If you’ve ever remotely thought about dating, marriage or having a family, it’s safe to say that you may have read a few (or a few gazillion if you’re like me) blog posts, books and how-to guides giving you the dirty dets on this is what to expect.
I can say that I only remember about a handful of things from each book that actually stood out to me and didn’t sound like every other dating/marriage book, but Francis and Lisa Chan’s, You and Me Forever: Marriage in Light of Eternity is not one of those books.
If you know Francis Chan’s sermons, books or heard anything about him, you know that He and his wife , Lisa are firm believers of reading, interpreting and living out the Word of God as is -nothing to add, nothing to take away. If you’re looking for a raw, realistic and utterly freeing look at becoming one, this is one book you won’t want to leave out of your marriage prep arsenal.
What I thought it was about:
Typical, date Jesus, be who you want to marry, do it God’s way general, overused advice that just fills pages without much direction or explanation as to what that looks like, but with a Francis Chan twist and a few gems to hold onto.
I was wrong:
It was nothing like that. In fact, I think I learned more about my relationship with God than I have in most Christian self-help books on different topics. This challenged me in ways I wasn’t expecting from a book on marriage. It was a two for one.
I was right:
It did touch on doing life God’s way, but not just the meeting, dating, courting and marrying your spouse, but the spiritual care, continuous dying to self and presenting that daughter or son back to God in pristine condition to the best of your ability.
What I loved the most:
A huge game changer with this book was the dual voices. Both Francis and Lisa shared their insight and gave different perspectives to each sub-topic within the book which I was thoroughly grateful to have.
I loved the plain language, honest truth and undeniable feeling of, this is the marriage book I’ve been waiting to read. I also loved that it still gave many practical things to look for, but far beyond having a good job and goals (which are important), but more focus on his/her spiritual backbone, ability to lead and make tough decisions that effect your entire family.
What I didn’t like:
The Chans in general come off to some as very radical and little preachy (I know ironic), but that’s who they are. There wasn’t much I didn’t like or enjoy in this book, but I don wish they did talk more about their journey from friends to married.

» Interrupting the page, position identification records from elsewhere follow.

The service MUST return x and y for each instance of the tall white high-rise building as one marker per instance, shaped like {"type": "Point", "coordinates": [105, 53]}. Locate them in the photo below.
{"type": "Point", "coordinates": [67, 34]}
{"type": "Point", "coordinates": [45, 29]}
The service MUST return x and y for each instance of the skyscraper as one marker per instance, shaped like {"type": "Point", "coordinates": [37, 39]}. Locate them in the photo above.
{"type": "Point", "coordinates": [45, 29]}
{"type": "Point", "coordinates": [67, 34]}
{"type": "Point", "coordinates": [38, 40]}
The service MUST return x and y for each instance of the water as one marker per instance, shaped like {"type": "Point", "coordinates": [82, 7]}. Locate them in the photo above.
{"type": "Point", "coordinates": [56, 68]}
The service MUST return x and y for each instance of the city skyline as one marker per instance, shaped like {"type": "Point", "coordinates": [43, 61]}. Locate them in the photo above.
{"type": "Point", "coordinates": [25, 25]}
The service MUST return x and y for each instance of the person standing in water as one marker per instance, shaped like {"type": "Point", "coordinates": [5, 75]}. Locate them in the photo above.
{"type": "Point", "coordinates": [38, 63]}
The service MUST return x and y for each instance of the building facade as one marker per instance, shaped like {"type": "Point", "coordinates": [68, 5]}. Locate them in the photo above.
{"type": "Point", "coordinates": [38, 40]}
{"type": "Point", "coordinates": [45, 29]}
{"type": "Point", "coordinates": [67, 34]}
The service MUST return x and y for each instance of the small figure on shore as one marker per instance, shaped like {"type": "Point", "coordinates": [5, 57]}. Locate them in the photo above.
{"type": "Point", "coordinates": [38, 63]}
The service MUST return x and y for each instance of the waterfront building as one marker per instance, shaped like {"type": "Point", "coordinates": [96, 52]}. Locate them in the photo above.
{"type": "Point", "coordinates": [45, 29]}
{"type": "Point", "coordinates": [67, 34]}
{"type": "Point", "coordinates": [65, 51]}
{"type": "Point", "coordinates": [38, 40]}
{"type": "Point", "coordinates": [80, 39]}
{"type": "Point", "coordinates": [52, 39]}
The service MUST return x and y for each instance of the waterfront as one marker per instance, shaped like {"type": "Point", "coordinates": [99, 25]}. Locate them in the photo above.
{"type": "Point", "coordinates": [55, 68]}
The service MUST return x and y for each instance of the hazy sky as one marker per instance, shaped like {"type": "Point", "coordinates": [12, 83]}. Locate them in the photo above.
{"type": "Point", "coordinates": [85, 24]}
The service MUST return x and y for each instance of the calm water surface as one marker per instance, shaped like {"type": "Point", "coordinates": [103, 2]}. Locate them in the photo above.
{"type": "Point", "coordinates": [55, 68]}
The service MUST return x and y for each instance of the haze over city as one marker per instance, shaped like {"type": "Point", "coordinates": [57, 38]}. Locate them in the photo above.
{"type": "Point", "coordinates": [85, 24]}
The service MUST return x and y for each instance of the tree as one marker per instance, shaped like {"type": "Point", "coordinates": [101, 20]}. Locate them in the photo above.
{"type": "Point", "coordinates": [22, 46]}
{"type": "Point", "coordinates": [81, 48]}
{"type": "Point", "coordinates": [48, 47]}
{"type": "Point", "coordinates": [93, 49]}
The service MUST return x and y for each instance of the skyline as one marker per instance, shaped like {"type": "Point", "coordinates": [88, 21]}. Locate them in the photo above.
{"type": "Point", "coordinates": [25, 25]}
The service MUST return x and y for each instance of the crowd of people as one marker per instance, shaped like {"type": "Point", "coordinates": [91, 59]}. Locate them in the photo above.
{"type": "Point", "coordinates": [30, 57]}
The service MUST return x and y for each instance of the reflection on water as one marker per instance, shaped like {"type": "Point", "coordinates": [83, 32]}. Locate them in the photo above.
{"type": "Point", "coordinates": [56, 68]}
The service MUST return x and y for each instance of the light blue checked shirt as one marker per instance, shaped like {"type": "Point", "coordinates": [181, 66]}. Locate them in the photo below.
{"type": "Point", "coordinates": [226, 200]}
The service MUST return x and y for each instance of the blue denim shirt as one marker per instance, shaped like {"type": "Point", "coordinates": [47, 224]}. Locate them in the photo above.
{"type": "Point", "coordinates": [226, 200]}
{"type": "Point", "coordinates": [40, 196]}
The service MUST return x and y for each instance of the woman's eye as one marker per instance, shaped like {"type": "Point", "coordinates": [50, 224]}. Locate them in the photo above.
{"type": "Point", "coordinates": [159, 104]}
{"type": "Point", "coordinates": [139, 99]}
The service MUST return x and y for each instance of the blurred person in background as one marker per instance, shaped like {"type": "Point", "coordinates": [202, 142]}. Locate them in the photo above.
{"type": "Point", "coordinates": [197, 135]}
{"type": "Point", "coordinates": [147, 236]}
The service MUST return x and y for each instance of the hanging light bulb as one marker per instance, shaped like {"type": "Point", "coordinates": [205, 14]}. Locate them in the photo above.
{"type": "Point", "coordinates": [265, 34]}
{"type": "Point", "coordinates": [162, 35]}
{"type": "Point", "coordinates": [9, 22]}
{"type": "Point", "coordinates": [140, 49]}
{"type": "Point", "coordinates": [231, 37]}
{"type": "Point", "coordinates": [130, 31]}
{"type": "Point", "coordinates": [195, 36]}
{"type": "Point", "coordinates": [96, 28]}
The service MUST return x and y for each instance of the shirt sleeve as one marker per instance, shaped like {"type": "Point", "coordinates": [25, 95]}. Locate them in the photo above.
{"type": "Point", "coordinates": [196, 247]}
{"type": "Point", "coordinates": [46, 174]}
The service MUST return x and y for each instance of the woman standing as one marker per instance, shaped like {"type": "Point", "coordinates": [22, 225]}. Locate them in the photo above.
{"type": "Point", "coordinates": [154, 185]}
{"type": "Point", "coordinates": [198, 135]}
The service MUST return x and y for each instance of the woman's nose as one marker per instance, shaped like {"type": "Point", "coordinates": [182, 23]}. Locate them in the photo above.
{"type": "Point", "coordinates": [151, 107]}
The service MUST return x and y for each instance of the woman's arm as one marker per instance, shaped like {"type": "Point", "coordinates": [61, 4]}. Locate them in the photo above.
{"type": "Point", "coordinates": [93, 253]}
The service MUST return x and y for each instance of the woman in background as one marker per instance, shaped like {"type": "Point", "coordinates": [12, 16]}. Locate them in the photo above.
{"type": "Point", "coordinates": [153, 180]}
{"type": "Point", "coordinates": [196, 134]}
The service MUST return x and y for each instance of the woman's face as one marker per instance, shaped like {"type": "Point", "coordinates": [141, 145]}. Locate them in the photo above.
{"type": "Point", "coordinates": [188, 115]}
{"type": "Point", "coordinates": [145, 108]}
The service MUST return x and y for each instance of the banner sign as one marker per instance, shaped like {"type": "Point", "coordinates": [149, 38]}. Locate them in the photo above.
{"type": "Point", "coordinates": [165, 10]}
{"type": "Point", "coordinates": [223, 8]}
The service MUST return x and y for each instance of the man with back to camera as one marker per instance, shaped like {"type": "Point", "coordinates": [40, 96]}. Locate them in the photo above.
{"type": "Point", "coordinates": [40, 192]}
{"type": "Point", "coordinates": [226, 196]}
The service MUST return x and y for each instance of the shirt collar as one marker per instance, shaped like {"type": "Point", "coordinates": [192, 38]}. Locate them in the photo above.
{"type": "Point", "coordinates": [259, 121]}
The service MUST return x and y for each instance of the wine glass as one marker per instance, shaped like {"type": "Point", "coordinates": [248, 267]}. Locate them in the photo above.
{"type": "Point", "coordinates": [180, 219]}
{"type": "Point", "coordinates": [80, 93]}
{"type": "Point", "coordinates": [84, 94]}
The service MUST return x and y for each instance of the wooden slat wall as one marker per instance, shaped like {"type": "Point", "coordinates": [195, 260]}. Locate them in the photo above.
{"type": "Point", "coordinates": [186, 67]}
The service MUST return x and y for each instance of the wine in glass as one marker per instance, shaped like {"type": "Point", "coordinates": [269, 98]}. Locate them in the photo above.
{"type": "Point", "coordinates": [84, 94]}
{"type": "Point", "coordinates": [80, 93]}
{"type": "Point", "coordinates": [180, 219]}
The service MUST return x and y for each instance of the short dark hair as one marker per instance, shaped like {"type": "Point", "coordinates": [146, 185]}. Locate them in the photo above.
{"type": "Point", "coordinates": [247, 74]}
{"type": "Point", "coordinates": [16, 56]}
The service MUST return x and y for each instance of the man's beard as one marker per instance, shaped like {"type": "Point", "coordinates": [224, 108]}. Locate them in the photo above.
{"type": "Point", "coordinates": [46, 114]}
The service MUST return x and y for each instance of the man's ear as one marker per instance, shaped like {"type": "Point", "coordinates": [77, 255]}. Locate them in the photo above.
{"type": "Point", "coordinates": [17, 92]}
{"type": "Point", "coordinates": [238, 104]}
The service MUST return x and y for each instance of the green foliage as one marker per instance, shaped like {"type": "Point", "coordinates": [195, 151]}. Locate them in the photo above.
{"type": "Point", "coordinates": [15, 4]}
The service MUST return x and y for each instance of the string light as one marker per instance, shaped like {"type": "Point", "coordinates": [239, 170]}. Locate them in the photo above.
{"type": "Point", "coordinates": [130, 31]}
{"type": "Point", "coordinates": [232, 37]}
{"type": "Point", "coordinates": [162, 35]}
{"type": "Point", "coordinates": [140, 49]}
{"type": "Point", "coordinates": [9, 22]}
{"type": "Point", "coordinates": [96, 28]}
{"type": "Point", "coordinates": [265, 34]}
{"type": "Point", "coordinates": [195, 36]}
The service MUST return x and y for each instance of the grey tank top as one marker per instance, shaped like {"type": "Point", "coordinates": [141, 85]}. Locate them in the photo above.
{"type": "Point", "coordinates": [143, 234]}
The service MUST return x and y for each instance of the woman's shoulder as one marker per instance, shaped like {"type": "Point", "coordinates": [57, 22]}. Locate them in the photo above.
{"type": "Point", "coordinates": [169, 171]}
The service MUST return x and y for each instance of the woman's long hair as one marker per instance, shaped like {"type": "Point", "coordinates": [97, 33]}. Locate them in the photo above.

What that looked like, how they knew, at what point they were decided to move forward, all subjective things I know, but still worth the story.
They did include bits and pieces of several different periods in their marriage, but a cohesive, this is our story instead of just this is what we’ve learned would have added a lovely fullness to the book, but it was still a timely, informative, wow and aha! worthy read.
Why I Kept Reading (and finished it):
Technically, I listened to this book, but I found myself stopping, rewinding and jotting down notes as fast as I could. I thought I could listen to this while doing menial tasks around my home and office, but there are so many great things that the Chan’s share that it was best to just get the printed copy or schedule time to go through the material without a lot of distractions. It’s that good!
A few nuggets from my reading:
- Stop just always trying to be found – what you gonna do with the God who found you?
- How are you thinking about your trade/business for the kingdom?
- Do damage, reek havoc on your knees
- You have to fight for your intimacy with Christ, your life gets worse as your grow, it’s not a one-time thing – it’s an endurance race
- May things that rival my love and commitment to You lose their savor O, God
Why I Recommend it:
It’s not a book telling you how to be married for a long time, have kids and settle down. It’s a book that will challenge your ideals/desires for marriage while speaking straight from the Word of God that will take your marriage (or ideas of marriage) beyond now and into forever, eternity and beyond. It will speak to both women and men without making the recommendations for each spouse exclusive and encourage reciprocity of both disciplines and expectations.
It will poke at your core desire to be married, make you think about what that really means and evaluate your current or past relationships to see if they line up with the unadulterated version of marriage that the Chans strive to live and believe God has called all believers to mirror to a broken world.
Have you read YMF? What were your thoughts? Have any books that have changed the way you view relationships or marriage?